I shivered. It was gruesome to think of Brad cutting Gary’s lifeless body down. But it also made sense that the police would want to preserve any evidence found on the rest of the rope.

“And you were fixing the rope,” I said.

“Well, jerry-rigging it, really. They’re going to have to call in a professional, I think, to do the job right. Maybe this would be a good time to automate. Then all they’d have to do is press a button, or even program it to go off at certain times. But this should get us through the wedding well enough.”

I turned to Jordan. “Had either of you been up here to check it out since you came to town?”

Jordan shook his head. “I was going to the afternoon they found Gary. But Brad convinced me to wait until dark. Good thing, too. I could have been the one to find him.”

I turned to Brad. “Why would you tell him to wait until after dark?”

“I’d like to know that, too,” came a stern voice from behind me.

I whipped around to see Chief Bixby leaning on the doorpost.

“Why, Brad? Why tell him not to come with you? Didn’t you want Jordan to see what was happening to Gary?” Bixby moved closer. “Did you want to eliminate a witness?”

Brad’s color blanched. “No, that’s . . .”

Jordan also shook his head. “No, sir. He told me that it would be more pleasant here at night, cooler. And”—Jordan used a dangling shirttail to wipe his sweaty brow—“I’ll have to admit he’s right. I would have waited until after dark today, but we’re running out of time.”

“And you’re here to . . .” Bixby said.

“Check the sound levels on the bells,” Brad said. “Are you following me? How did you know I was here?”

Bixby only smirked. “Didn’t have to follow you.” He pointed up. “Clear as a bell.” He glared at Brad before he turned and headed down the steps.

“What did you do to irk that man?” Jordan asked, after the sound of footsteps faded.

“He and I may have had a few skirmishes when I was younger,” Brad said. “And maybe he suspected me for a few more minor infractions he never caught me at. But, boy, can he hold a grudge.”

“Did any of them involve garden gnomes?” I asked. One summer when I was staying with Grandma Mae, the
Ramble On
had reported a number of thefts of garden gnomes. The gnome-napping continued unsolved for over a month, until one day, they were discovered in the soccer fields, lined up for a kickoff against a team of pink plastic flamingoes.

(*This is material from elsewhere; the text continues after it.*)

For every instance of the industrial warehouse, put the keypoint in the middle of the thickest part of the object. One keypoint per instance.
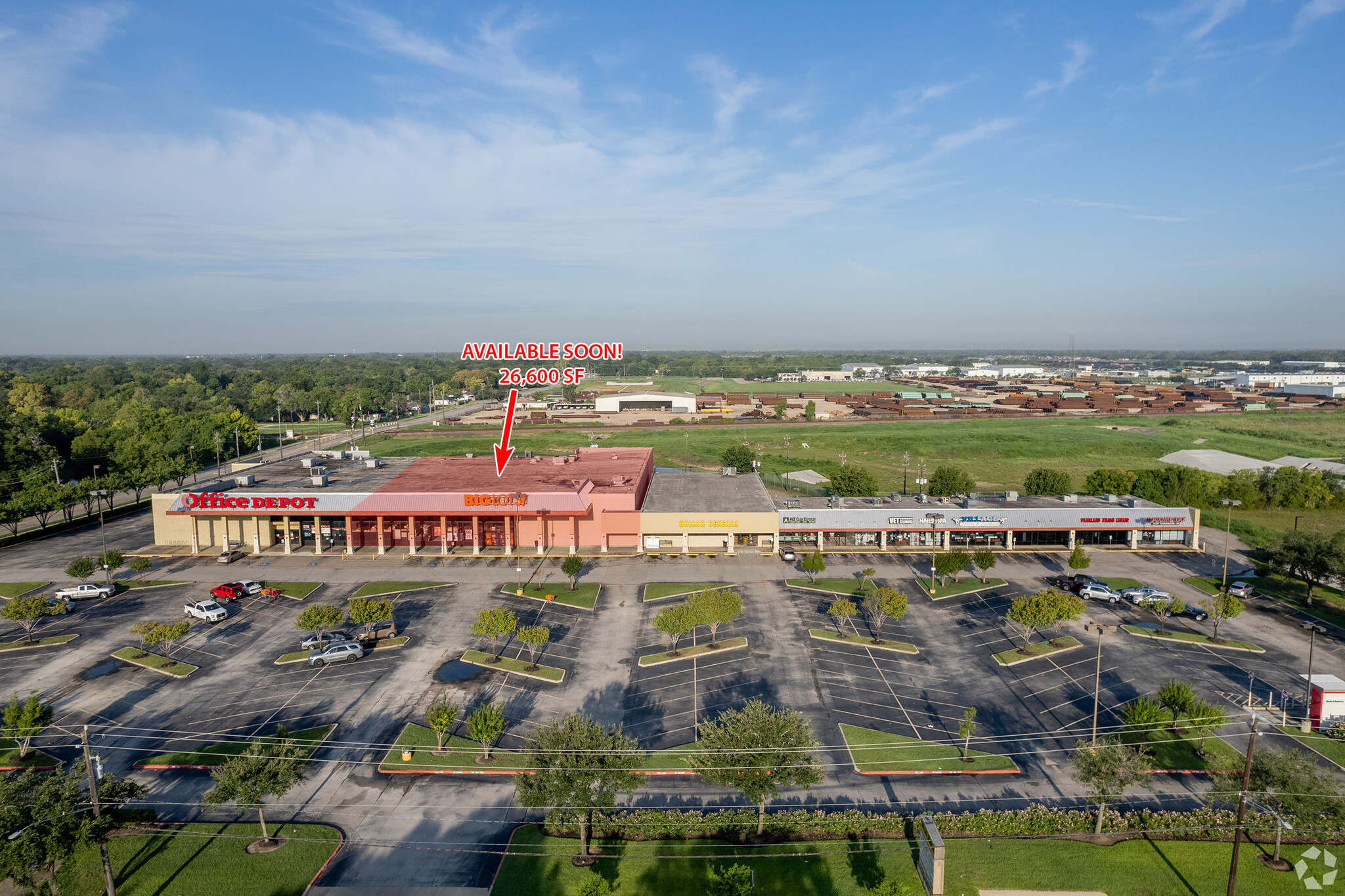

“That depends,” Brad said. “Any idea what the statute of limitations is on the theft of lawn ornaments?”

I gave him a look.

“But I’m a reformed man.” He smiled his cherubic grin, which I’m sure kept him out of juvenile detention when he was younger. “
You
were very good for me.”

Jordan cleared his throat. “I think that’s my signal to go.”

“No, wait,” I said.

“Three’s a crowd.” He swung his equipment bag over his shoulder.

“I wanted to ask you,” I said, before he could escape down the stairs, “did Gary say he was coming to the church the day he was killed? I mean, would he normally have asked you to come along?”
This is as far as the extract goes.